A porteira do mundo, representação simbólica da vagina, úmida e quente como o claustro das pensões e do engenho, é exatamente a porta de entrada para o escritor se estabelecer no cenário estético pernambucano, um universo possível por essa intensa relação com a cidade. Uma cidade que Hermilo passa a reconhecer como sua nos dois últimos capítulos da tetralogia. O cavalo da noite narra o exílio cultural e político do artista, um gauche na vida política e artística.
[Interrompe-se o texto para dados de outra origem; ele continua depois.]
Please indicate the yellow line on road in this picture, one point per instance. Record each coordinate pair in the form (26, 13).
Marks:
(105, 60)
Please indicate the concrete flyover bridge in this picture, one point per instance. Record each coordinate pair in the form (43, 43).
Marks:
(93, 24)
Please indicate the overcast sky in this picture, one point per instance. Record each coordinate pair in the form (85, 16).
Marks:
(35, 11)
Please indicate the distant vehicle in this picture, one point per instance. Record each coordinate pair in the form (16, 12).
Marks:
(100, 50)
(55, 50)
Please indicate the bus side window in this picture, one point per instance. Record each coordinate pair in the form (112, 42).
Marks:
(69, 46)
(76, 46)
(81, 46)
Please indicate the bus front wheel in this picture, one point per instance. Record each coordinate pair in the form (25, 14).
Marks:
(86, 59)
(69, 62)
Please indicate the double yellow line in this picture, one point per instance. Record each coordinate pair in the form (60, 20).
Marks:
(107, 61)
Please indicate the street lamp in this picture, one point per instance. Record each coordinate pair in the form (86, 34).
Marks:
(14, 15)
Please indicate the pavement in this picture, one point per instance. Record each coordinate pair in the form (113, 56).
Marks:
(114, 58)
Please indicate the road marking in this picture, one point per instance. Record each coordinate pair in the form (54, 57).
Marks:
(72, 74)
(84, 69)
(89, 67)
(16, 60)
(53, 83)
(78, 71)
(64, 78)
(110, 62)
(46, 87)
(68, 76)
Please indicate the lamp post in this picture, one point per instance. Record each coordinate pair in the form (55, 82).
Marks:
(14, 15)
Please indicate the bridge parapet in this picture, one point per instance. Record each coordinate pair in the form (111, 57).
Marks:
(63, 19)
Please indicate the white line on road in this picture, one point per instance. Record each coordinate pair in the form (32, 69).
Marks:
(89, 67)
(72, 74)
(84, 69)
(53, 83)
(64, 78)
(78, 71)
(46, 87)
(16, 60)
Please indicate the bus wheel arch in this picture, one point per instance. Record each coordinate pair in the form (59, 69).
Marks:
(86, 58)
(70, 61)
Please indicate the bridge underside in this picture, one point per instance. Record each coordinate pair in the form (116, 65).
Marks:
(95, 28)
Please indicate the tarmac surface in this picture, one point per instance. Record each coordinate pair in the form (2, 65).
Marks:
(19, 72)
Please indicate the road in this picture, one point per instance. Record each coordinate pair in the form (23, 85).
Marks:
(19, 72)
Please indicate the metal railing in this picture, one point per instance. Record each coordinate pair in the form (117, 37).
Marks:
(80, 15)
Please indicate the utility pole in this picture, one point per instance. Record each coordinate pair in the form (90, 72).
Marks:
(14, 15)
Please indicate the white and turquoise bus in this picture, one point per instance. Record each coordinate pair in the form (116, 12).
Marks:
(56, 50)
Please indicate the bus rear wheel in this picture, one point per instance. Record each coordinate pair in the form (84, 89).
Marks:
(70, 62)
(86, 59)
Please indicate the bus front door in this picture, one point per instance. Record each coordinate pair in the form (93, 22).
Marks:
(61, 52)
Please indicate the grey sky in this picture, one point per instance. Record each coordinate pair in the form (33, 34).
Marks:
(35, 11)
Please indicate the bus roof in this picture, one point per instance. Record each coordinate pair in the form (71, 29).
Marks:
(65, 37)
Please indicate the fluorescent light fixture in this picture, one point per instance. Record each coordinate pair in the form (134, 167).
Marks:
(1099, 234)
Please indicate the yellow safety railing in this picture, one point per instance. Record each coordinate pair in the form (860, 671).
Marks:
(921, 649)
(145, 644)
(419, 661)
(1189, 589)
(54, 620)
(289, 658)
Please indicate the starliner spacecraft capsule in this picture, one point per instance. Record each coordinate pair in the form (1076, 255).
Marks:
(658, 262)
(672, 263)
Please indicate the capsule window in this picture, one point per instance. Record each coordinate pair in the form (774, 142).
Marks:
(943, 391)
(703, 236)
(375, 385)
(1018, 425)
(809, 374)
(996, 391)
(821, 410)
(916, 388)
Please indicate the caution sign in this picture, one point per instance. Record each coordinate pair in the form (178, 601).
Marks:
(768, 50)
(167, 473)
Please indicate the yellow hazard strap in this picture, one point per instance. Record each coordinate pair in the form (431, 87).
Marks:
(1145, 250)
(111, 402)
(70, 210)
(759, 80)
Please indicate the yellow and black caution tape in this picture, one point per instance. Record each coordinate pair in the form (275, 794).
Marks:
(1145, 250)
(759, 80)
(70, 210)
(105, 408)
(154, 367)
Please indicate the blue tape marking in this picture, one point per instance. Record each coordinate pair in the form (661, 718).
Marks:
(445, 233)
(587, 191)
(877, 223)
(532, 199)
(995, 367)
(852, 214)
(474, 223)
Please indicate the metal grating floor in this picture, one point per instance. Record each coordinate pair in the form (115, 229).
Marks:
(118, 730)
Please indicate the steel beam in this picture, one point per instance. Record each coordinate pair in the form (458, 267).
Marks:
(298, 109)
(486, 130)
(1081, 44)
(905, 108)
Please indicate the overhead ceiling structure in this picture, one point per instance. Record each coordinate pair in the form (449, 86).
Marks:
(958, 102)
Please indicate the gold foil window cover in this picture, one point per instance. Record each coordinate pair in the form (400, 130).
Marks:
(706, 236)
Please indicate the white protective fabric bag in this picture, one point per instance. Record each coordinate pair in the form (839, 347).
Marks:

Hermilo cita o Eclesiastes: “E não recusei aos melhores olhos coisas algumas de tudo o que eles desejaram, nem proibi ao meu coração que gozasse de todo o prazer”. No entanto, sua narrativa erótica vai aos poucos sendo tomada pela dialética de sua consciência política e intelectual, assim como pela necessidade do amor a uma única mulher: primeiro Débora, depois Leda.
Em Deus no pasto, retoma as reminiscências mais íntimas dos dois primeiros capítulos e abre esta última jornada com o seu jogo conceitual, citando o novelista Hotchner: “Disse-me, ainda, que para ele havia somente uma maneira de explicar as coisas: contar toda a verdade a respeito delas, sem ocultar nada; contar ao leitor como a coisa realmente aconteceu. O êxtase e a tristeza, o remorso e como estava o tempo e, com um pouco de sorte, o leitor encontrará o seu caminho até o âmago da própria coisa”.
Um cavaleiro da segunda decadência é uma obra única, um relato da história das ideias e da proximidade entre os campos político e cultural. A edição da Bagaço, no entanto, não cumpre a universalidade de Hermilo, restrito novamente a Pernambuco. Também merecia uma edição mais cuidadosa, posto que temos pesquisadores debruçados sobre a obra de Hermilo, um autor que vem sendo, ainda, timidamente conhecido pelas novas gerações de leitores.